Seeing her brother go off in this way, and being afraid of loneliness, the sister suddenly spread her wings too. The wind blowing from under threw her up. She also floated in the air and tacked her flight by her tail toward her comrade and in a few minutes both were lost to sight. Now it was our turn to depart from those hills in search of our pigeon. He might have gone to Dentam. But it behoved us to search every Lamasery and baronial castle which had served Gay-Neck as a landmark in his past flights.
CHAPTER V
ON GAY-NECK'S TRACK
s we descended into the bleak oblivion of the gorges below, we suddenly found ourselves in a world of deepening dark, though it was hardly three in the afternoon. It was due to the long shadows of the tall summits under which we moved. We hastened our pace, and the cold air goaded us on. As soon as we had descended about a thousand feet and more it grew warmer by comparison, but as night came on apace the temperature dropped anew and drove us to seek shelter in a friendly Lamasery. We reached that particular serai where the Lamas, Buddhist monks, most generously offered us hospitality. They spoke to us only as they had occasion in serving us with supper and in escorting us to our rooms. They spend their evenings in meditation.

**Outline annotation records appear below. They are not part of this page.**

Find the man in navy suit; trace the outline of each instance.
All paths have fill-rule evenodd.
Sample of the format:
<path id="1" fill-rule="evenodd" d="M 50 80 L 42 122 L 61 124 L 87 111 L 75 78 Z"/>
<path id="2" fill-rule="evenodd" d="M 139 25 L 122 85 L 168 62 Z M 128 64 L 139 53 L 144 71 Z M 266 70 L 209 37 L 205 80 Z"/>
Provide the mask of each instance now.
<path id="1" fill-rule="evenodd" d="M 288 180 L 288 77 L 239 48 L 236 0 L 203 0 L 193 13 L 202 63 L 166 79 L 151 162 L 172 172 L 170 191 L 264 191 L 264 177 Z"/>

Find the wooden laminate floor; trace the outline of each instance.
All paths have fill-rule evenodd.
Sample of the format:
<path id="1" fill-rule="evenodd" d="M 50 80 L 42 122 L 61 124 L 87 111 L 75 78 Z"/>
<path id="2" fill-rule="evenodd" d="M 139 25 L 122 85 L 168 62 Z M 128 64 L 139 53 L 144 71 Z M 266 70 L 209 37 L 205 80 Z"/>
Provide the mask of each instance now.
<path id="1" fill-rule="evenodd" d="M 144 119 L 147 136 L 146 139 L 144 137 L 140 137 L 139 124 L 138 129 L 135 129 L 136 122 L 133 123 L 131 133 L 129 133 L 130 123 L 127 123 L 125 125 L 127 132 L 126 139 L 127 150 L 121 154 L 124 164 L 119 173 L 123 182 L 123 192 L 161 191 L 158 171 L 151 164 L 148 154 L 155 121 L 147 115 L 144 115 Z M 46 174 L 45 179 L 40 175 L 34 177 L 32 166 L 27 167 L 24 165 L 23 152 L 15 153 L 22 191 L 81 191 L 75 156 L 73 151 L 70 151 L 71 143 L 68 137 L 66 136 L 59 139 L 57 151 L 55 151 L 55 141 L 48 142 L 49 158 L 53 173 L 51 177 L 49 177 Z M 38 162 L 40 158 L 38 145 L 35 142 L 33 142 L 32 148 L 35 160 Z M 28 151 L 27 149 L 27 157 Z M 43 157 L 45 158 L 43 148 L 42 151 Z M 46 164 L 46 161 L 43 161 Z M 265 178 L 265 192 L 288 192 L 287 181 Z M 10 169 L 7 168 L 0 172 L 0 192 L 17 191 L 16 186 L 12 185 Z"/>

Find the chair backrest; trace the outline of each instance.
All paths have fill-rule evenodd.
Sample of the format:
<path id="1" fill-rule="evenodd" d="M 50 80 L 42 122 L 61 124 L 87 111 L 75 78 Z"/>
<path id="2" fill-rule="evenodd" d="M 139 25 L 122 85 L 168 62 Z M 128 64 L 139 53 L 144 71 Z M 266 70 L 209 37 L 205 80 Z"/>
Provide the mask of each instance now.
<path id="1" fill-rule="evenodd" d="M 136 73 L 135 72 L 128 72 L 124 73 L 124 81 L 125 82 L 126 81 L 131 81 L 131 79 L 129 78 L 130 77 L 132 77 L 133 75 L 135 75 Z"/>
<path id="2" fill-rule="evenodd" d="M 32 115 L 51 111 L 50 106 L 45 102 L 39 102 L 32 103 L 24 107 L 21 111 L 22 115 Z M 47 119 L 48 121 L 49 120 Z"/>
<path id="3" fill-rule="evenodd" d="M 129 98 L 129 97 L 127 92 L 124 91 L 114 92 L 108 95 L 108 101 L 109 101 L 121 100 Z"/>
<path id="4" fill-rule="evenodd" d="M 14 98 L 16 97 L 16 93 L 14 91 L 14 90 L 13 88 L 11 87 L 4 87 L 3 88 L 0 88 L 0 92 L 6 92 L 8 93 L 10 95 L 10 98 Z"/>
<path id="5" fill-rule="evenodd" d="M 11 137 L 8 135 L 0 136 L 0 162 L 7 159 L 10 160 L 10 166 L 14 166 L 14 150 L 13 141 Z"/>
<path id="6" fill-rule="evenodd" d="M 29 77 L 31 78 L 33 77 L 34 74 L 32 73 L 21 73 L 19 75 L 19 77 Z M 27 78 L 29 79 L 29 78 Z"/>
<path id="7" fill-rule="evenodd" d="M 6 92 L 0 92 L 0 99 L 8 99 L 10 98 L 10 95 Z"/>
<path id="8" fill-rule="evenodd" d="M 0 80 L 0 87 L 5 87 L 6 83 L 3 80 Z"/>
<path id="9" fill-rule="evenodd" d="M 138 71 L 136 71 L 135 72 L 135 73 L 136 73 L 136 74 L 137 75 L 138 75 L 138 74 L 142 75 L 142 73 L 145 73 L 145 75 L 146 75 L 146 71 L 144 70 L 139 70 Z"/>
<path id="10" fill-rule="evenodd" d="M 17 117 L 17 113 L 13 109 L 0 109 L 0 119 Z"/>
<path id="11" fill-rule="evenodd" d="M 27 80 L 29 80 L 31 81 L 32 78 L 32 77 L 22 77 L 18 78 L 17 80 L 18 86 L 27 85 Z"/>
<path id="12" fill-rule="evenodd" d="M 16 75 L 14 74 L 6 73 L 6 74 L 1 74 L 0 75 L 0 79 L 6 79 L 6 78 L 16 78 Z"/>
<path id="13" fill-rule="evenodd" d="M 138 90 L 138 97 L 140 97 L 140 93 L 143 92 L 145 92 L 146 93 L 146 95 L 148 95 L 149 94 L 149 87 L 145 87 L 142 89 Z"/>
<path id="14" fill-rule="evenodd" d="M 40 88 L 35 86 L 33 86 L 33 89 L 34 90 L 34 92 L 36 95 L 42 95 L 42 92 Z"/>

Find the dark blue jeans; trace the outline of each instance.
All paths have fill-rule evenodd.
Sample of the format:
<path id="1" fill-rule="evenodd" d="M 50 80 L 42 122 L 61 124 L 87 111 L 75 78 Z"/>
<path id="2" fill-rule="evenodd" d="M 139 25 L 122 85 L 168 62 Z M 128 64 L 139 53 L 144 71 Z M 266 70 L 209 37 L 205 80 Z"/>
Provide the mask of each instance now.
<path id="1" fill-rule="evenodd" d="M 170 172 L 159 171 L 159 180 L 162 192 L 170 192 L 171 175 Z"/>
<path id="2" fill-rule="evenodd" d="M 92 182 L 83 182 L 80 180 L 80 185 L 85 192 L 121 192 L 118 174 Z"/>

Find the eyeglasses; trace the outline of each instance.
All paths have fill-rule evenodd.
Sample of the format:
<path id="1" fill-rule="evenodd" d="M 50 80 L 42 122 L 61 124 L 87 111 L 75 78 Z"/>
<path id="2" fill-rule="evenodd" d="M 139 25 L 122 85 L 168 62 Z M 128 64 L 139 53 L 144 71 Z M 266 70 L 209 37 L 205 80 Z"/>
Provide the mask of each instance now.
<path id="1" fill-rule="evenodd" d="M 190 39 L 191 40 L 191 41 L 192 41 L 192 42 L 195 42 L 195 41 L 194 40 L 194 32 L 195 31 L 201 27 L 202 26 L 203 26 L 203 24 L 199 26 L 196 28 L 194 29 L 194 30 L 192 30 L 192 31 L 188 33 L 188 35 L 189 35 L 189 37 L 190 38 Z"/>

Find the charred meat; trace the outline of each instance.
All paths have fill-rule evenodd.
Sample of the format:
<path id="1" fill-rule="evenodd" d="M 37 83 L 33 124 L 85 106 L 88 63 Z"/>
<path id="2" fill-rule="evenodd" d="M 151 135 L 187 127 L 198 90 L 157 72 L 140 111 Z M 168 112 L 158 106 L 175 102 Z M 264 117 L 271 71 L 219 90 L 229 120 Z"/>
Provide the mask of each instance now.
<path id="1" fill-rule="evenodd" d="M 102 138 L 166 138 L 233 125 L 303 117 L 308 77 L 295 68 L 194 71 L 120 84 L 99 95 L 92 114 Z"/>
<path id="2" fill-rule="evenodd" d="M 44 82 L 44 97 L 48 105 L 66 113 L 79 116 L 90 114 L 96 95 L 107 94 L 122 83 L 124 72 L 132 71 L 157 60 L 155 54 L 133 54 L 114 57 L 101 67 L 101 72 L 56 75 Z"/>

We had three small cells cut out of the side of a hill, in front of which was a patch of grassy lawn railed off at the outer edges. By the light of the lanthorns we carried, we found that we had only straw mattresses in our stone cells. However, the night passed quickly, for we were so tired that we slept like children in their mothers' arms. About four o'clock next morning I heard many footsteps that roused me completely from sleep. I got out of bed and went in their direction, and soon I discerned bright lights. By climbing down and then up a series of high steps, I reached the central chapel of the Lamasery—a vast cave under an overhanging rock, and open on three sides. There, before me stood eight Lamas with lanthorns which they quietly put away as they then sat down to meditate, their legs crossed under them. The dim light fell on their tawny faces and blue robes, and revealed on their countenances only peace and love.
Presently their leader said to me in Hindusthani: "It has been our practice for centuries to pray for all who sleep. At this hour of the night even the insomnia-stricken person finds oblivion and since men when they sleep can not possess their conscious thoughts, we pray that Eternal Compassion may purify them, so that when they awake in the morning they will begin their day with thoughts that are pure, kind and brave. Will you meditate with us?"
I agreed readily. We sat praying for compassion for all mankind. Even to this day when I awake early I think of those Buddhist monks in the Himalayas praying for the cleansing of the thoughts of all men and women still asleep.
The day broke soon enough. I found that we were sitting in a cleft of a mountain, and at our feet lay a precipice sheer and stark. The tinkling of silver bells rose softly in the sunlit air, bells upon bells, silver and golden, chimed gently and filled the air with their sweet music: it was the monks' greeting to the harbinger of light. The sun rose as a clarion cry of triumph—of Light over darkness, and of Life over Death.